Today is my husband's birthday and as lockdown birthdays go so far, we've managed to pull it out of the bag so I hoped that we could do the same for him.
However, as we've both been so busy – him on site pretty much all the time and me at home with the kids – I had to wrangle for some time last night to go and get the birthday breakfast things and then realised I didn't have any wrapping either so masking taped together some recycled brown paper and crumpled tissue and tied it with some tangled saree ribbon left over from our wreath workshops last Christmas.
Usually I could pull something like this off but feeling unable to perform even the smallest task of my own volition, it did not look good. In fact it was the personification of sheer frustration and unmet expectations. I might have to frame the pic I took of it to show my friend how bad the finished wrapping was, as homage to this moment in time. What I will now refer to as: The Great Unravelling.
Luckily inside the wrapping was a present that he actually wanted– an Orange Crush amp – and that I'd managed to get delivered in time (but only after I got the date of his birthday wrong and thought it was Wednesday not Thursday, which would have been even more of a disaster). However, the parcel and I were too misshapen by that point for it to be an enjoyable moment and so I went to bed and planned to get up early in the morning to try and proffer it over a birthday breakfast.
It didn't happen. Exhaustion and chaos happened.
And so I tried again at lunchtime after The Great Unravelling of homeschool reached its peak, well meant World Book Day activities and assemblies and webinars simply resulting in computer fatigue, a lack of routine and not getting out of the house.
Garlic mushrooms. Rounds of sourdough toast. A bought cake decorated by the kids with brownies and cherries on the side. Croissants and pains au chocolat (actually I ate all these before he got back) complete with tropical umbrellas. Orange and grapefruit juice in the special glasses. A bunch of yellow tulips.... A Co-op special all laid out as beautifully as I could (code for me lining things up to help alleviate stress) – upon on our half made kitchen island in the middle of the uprooted kitchen with no cooker or sink (more fool me).

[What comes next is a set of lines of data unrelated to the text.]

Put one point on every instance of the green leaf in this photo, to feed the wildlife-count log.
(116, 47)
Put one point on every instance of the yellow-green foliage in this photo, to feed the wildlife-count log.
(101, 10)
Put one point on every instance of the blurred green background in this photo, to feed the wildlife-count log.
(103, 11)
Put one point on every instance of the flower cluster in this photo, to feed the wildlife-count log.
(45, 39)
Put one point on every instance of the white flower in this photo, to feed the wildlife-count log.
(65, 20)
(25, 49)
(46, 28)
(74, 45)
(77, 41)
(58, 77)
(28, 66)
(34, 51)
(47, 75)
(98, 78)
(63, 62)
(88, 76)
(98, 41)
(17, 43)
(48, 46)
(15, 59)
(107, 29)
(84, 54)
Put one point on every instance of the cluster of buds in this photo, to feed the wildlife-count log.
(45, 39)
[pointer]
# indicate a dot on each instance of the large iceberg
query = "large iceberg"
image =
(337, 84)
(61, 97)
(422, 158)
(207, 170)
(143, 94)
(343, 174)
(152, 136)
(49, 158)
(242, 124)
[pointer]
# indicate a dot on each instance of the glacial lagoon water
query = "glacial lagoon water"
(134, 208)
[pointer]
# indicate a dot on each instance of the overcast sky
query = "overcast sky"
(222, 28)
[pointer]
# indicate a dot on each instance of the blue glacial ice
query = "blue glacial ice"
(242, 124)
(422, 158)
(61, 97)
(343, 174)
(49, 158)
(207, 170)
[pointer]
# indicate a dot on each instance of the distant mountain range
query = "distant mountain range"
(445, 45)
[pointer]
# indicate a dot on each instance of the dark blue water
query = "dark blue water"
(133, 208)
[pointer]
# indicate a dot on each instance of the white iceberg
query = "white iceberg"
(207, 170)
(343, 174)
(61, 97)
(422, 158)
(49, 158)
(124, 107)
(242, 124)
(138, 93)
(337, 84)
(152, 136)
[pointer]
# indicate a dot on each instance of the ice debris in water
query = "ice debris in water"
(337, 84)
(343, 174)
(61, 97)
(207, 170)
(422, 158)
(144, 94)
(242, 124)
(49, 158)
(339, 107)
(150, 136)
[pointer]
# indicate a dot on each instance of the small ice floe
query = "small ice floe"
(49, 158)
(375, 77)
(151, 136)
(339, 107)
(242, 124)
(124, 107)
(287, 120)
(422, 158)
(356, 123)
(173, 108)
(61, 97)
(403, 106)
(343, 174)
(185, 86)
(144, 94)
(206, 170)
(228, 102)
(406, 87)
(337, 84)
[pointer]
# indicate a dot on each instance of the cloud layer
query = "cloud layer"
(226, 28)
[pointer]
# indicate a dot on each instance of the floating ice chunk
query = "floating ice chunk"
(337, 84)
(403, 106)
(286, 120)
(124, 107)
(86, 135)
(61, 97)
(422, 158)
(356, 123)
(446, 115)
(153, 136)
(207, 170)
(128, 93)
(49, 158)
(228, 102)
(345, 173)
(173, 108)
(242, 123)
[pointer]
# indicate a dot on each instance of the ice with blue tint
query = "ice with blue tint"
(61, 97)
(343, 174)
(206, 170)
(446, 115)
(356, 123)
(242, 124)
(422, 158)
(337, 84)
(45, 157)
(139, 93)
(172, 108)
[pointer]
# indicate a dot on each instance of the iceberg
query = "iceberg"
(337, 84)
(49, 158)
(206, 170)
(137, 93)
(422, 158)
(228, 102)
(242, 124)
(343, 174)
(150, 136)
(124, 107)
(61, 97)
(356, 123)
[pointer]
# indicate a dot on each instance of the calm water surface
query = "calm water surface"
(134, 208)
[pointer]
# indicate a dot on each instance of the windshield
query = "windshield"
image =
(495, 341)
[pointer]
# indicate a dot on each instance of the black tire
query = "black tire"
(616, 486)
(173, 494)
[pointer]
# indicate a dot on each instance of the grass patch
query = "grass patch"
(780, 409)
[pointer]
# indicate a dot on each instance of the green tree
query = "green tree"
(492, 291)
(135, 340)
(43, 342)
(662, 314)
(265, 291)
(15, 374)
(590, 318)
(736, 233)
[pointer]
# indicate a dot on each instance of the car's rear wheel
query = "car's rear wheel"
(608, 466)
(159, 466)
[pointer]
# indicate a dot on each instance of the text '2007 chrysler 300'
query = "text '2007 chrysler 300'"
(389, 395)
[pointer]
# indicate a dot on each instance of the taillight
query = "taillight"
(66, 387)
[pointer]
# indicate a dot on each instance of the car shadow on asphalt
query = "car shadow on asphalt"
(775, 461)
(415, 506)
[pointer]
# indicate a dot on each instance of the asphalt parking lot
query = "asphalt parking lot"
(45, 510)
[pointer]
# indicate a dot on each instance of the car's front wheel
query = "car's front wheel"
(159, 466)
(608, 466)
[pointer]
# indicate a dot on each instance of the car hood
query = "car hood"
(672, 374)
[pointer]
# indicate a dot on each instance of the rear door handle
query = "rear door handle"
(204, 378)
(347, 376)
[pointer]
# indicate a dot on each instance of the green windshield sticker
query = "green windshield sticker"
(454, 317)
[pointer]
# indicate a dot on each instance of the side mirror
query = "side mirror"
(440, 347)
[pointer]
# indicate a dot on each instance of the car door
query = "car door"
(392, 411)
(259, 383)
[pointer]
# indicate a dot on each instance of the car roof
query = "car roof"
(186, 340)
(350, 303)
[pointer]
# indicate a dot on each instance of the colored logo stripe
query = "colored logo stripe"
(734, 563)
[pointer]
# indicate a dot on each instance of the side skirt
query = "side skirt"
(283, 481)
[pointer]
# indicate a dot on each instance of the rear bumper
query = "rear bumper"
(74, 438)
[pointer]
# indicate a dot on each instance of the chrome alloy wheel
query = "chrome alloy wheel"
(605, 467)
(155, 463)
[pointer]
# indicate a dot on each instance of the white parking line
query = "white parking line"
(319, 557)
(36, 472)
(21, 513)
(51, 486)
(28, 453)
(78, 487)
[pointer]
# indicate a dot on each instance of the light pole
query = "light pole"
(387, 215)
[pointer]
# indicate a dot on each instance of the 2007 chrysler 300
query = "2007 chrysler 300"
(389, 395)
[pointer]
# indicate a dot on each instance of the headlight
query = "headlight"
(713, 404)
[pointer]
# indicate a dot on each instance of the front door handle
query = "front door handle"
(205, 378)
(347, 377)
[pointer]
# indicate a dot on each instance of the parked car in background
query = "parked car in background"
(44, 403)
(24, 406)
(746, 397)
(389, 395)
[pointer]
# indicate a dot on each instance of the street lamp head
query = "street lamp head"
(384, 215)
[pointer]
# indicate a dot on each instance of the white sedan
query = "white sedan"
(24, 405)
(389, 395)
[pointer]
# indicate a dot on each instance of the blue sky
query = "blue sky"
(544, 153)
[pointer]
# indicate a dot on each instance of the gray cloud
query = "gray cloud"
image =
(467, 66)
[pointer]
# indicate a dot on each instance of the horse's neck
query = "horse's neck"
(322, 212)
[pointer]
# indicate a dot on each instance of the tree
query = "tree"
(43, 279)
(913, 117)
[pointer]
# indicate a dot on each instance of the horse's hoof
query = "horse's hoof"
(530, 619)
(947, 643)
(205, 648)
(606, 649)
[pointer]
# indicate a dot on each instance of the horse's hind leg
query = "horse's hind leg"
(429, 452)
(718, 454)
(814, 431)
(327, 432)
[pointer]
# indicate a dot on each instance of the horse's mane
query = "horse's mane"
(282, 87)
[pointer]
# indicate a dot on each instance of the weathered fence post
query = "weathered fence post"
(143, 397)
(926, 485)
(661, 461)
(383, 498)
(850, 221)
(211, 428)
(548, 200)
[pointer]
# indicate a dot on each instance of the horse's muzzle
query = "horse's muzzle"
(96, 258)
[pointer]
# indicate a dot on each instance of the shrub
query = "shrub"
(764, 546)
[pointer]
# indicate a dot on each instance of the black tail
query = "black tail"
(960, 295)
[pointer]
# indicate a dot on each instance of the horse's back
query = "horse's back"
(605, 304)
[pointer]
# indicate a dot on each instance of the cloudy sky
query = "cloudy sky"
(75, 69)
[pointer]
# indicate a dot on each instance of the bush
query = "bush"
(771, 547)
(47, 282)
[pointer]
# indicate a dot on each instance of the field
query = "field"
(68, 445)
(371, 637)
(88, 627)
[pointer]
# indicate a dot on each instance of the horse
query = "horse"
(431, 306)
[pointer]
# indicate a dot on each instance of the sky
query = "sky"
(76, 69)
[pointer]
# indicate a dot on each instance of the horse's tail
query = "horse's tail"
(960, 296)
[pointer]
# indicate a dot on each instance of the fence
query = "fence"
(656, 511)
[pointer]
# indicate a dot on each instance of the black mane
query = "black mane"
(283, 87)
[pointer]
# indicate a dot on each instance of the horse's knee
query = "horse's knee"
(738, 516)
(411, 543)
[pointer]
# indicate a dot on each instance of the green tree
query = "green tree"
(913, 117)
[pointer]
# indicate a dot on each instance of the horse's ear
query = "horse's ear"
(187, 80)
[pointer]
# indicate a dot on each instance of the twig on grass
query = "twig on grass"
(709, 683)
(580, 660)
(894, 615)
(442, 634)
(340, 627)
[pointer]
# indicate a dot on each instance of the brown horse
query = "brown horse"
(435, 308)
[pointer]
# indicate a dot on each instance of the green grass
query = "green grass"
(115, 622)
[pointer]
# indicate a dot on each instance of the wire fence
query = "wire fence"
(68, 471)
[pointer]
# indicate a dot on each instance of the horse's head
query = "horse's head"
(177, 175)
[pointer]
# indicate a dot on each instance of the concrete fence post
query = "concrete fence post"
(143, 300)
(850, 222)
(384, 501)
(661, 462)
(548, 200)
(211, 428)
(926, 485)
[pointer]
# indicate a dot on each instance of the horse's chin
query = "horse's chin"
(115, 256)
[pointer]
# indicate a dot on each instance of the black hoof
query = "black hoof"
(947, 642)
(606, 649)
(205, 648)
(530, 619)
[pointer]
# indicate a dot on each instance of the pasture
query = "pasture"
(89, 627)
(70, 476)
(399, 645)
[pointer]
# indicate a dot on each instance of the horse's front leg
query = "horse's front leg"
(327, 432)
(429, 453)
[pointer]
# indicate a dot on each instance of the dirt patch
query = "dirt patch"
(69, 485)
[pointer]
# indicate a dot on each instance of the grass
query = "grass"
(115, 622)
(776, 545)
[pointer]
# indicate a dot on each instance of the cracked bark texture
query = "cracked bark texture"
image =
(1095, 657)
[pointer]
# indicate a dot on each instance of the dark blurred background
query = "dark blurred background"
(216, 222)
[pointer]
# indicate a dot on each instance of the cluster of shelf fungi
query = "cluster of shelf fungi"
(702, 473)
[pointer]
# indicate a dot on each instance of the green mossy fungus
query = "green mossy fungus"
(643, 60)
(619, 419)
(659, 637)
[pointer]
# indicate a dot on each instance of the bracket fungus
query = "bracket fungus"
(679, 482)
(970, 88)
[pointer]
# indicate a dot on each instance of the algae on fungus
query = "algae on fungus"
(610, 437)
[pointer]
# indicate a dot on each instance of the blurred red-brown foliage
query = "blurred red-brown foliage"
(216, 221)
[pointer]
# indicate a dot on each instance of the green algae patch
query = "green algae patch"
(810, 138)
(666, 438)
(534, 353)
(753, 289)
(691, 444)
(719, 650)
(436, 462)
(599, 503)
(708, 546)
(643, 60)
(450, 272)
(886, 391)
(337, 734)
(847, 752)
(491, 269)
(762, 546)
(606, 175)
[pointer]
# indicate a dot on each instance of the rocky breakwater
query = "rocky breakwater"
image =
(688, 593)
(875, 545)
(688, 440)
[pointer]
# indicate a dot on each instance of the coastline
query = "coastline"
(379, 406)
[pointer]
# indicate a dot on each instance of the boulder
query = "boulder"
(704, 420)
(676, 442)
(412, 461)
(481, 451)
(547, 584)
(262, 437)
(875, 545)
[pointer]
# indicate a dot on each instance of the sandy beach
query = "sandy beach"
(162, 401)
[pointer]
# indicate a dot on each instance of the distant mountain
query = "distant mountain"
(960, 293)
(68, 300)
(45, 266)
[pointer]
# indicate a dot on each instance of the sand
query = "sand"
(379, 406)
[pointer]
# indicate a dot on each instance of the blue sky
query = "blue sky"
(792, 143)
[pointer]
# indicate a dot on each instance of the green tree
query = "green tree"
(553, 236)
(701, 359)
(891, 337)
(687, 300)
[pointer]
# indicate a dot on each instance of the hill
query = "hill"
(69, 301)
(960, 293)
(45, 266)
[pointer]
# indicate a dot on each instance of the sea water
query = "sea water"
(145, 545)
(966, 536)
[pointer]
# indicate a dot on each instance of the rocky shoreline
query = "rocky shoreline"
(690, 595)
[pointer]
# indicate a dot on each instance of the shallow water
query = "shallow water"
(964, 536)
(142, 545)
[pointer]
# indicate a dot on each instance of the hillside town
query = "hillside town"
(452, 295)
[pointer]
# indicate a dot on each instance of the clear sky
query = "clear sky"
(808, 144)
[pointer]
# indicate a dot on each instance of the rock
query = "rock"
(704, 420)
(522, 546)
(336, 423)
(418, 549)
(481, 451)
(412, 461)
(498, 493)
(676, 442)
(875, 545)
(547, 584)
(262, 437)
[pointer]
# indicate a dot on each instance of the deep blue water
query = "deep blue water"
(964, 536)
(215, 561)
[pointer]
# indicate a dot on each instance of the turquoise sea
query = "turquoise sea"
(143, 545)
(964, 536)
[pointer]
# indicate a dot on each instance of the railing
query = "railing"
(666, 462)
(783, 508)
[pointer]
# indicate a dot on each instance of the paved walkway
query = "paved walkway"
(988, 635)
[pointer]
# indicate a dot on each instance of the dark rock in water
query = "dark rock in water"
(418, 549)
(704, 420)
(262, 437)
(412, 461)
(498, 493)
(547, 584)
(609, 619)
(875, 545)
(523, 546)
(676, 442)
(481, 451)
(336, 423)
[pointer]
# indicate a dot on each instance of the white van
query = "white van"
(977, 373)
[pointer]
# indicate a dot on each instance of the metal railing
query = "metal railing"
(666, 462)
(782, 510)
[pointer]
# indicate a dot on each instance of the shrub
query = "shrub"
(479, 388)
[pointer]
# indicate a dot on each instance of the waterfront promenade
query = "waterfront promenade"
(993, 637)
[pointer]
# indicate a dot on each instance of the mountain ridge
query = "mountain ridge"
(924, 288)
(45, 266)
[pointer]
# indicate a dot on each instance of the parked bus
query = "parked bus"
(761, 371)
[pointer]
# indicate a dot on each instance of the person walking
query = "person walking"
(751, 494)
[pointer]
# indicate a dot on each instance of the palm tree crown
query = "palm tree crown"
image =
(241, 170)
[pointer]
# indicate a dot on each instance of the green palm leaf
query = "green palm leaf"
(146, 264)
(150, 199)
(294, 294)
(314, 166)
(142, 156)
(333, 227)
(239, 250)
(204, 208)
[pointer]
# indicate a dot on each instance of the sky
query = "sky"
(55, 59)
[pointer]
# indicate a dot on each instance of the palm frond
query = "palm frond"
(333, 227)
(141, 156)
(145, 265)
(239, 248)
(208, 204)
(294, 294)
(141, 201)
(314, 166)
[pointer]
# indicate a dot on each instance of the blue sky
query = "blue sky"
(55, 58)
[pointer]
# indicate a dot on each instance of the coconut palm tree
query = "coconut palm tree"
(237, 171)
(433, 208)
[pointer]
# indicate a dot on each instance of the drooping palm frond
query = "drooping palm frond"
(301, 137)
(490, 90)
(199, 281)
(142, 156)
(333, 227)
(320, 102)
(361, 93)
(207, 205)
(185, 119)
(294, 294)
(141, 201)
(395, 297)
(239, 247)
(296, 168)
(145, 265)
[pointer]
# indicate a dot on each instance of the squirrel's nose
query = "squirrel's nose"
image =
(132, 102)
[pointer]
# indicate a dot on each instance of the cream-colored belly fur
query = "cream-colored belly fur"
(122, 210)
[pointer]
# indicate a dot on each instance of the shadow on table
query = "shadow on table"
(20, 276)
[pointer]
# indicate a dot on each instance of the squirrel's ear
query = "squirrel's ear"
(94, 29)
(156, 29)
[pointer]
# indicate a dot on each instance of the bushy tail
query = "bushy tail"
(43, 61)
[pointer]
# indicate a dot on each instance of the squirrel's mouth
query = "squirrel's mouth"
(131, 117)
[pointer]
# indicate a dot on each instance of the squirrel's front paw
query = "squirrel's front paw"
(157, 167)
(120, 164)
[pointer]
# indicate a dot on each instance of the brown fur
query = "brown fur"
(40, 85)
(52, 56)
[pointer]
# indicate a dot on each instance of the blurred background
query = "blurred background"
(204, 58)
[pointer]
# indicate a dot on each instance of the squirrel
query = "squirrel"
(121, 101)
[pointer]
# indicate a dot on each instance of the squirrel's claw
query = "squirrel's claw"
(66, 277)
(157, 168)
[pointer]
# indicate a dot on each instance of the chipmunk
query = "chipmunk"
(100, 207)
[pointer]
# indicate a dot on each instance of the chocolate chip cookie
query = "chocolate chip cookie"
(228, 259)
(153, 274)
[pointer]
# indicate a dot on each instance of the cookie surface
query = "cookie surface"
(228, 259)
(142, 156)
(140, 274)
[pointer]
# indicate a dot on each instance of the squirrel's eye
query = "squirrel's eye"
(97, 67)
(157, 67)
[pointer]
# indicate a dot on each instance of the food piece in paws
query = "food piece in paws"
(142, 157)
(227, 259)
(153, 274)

Ironically, by the time I'd made it, meltdowns left, right and centre from all of us, I'd actually lost my appetite. And so I left it all laid out for Tom and the boys and had to go for a run to get my head straight again. Fifteen minutes. 3km. Running on empty. I didn't even stop to take a picture for once. I can't even remember where I went. No nature to report – apart from my own primitive urge to make a break for it while howling like a wolf.
Teatime was a similarly fraught affair. What should have been a takeaway treat descending into madness. I'm pretty sure the Deliveroo man came twice after he heard me and the kids having a shouting competition the first time around. I don't usually lose my rag like that but right now I just can't hold it in. I'm frazzled. We all are and at some point, we all just tumbled into bed just to halt the day.
And so The Great Unravelling. I think we're all feeling it now. The home straight to the 8 March, when the kids go back to school and we parents get our lives back a bit. I can't wait but I'm stressed at the same time because I know the boys are worried about it and our emotional states are now so fully wired up to each other, so invested in the communal daily survival, that I feel their feelings wholesale. It's like having babies again.
I did sow the sweetpeas though. That I finally did. And tomorrow we most definitely leave the house. And the birthday will retrospectively be remembered as one of those we celebrated anyway, despite the odds. The birthday that unravelled and that was held together with masking tape.